A temperatura ideal para este animal se situa entre 26º e 32ºC durante o dia e pode ser medida através de termômetros digitais ou analógicos e controlada por termostatos e temporizadores ("timers"). À noite é benéfica uma queda para até 24ºC.

Umidade

O grau de umidade influi na saúde do animal, na troca de pele (ecdise), respiração etc e pode ser medido com higrômetros analógicos ou digitais.
Existem no comércio equipamentos para incremento da umidade tais como nebulizadores ("foggers"), borrifadores ("misting machines"), gotejadores ("drippers"), cascatas artificiais, sprays manuais ou simples piscinas para terrário. A umidade ideal para este animal é em torno de 40%.

Alimentação

Na alimentação de répteis deve ser observada a proporção 2:1 em cálcio e fósforo.
Filhotes não comem vegetais durante seu primeiro ano de vida, comendo sim Tenebrio, Zophobas, grilos, ração para gatos e, com um mês, neonatos de camundongo.Quando adultos são onívoros e comem filhotes de rato ou camundongo, rãs, pintinhos, ovos cozidos, pão branco, tomates, bananas, carne, peixe, melões, ração para cães e gatos, uvas, pie, cantaloupes, pêssegos, cerejas. Como são seletivos, recomenda-se apenas um tipo por dia. O apetite diminuí drasticamente quando a temperatura baixa.

Fornecimento de Água

Deve ser constante e sempre limpa e, para que seja fresca, localizada longe da fonte de calor. Existem no comercio bebedouros (automáticos ou não), piscinas e cascatas artificiais.

Longevidade

Até 16 anos.

Tamanho

Até 1,40m (comprimento rostro-caudal).

Mudas de Pele

Ocorre aos pedaços e na ocasião convém aumentar a umidade.

Dimorfismo Sexual

Machos maiores com mandíbulas mais fortes e papada.

Possíveis Doenças

O diagnóstico sobre possíveis doenças cabe aos Médicos Veterinários mas você pode detectar alguns sintomas pelas mudanças de comportamento do seu animal tais como perda de apetite, imobilidade, respiração difícil, olhos lacrimejantes ou opacos, diarréia, muco bucal e nasal etc. Nestes casos procure um médico veterinário (vide lista no site www.biomaniaanimais.com.br) e isole o animal (e seus utensílios) se você tiver mais de um.

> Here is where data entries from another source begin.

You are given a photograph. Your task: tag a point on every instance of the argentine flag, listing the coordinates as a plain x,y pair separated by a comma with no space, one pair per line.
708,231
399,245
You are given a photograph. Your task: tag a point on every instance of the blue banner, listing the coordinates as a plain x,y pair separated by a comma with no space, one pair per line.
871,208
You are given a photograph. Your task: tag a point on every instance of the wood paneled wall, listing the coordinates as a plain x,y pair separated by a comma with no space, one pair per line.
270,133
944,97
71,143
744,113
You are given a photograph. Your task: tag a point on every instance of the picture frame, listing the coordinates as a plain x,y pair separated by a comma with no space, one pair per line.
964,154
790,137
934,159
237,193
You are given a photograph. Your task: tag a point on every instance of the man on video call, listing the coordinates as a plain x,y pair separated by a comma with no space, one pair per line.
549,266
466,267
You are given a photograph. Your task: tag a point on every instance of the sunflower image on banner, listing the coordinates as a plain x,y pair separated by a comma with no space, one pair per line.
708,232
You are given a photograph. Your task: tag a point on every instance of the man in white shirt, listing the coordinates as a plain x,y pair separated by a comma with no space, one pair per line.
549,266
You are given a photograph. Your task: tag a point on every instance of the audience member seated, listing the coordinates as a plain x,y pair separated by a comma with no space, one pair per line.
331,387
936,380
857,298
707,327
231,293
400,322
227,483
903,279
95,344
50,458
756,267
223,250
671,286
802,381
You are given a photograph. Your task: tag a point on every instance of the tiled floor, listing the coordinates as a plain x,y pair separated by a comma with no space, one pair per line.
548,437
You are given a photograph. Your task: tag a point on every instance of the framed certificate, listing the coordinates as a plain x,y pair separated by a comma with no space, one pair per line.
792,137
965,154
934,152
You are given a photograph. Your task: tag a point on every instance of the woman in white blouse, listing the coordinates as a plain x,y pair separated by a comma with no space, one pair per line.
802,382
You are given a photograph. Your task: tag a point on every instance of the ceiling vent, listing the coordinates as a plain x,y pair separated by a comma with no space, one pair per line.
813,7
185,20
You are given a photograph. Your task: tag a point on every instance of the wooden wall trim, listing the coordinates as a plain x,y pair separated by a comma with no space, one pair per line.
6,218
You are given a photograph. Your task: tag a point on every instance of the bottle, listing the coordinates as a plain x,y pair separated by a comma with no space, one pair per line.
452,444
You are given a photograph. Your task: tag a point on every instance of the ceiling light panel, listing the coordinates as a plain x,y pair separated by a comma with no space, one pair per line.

Aspectos Sanitários das Instalações

A limpeza do terrário, de bebedouros, comedouros, objetos de decoração (pedras, troncos, plantas artificiais etc), deve ser feita com desinfetante sendo o mais barato o hipoclorito de sódio (cândida) diluído a 3% que deverá permanecer em contato com as superfícies por meia hora antes que seja removido por lavagem. A troca periódica de substrato é indispensável.

Cuidados de Trato e Manejo

Animais silvestres, mesmo nascidos em cativeiro, exigem parâmetros específicos para cada espécie no que se refere a temperatura, umidade, insolação, alimentação adequada etc.
Depois de adquiridos precisam de um período de adaptação às suas novas instalações e, só depois disto podem ser parcimoniosamente manipulados lembrando sempre que são mais interessantes para observação do que para manipulação. Para conservar seu teiú manso é necessário manipula-lo constantemente mas, repetimos, parcimoniosamente.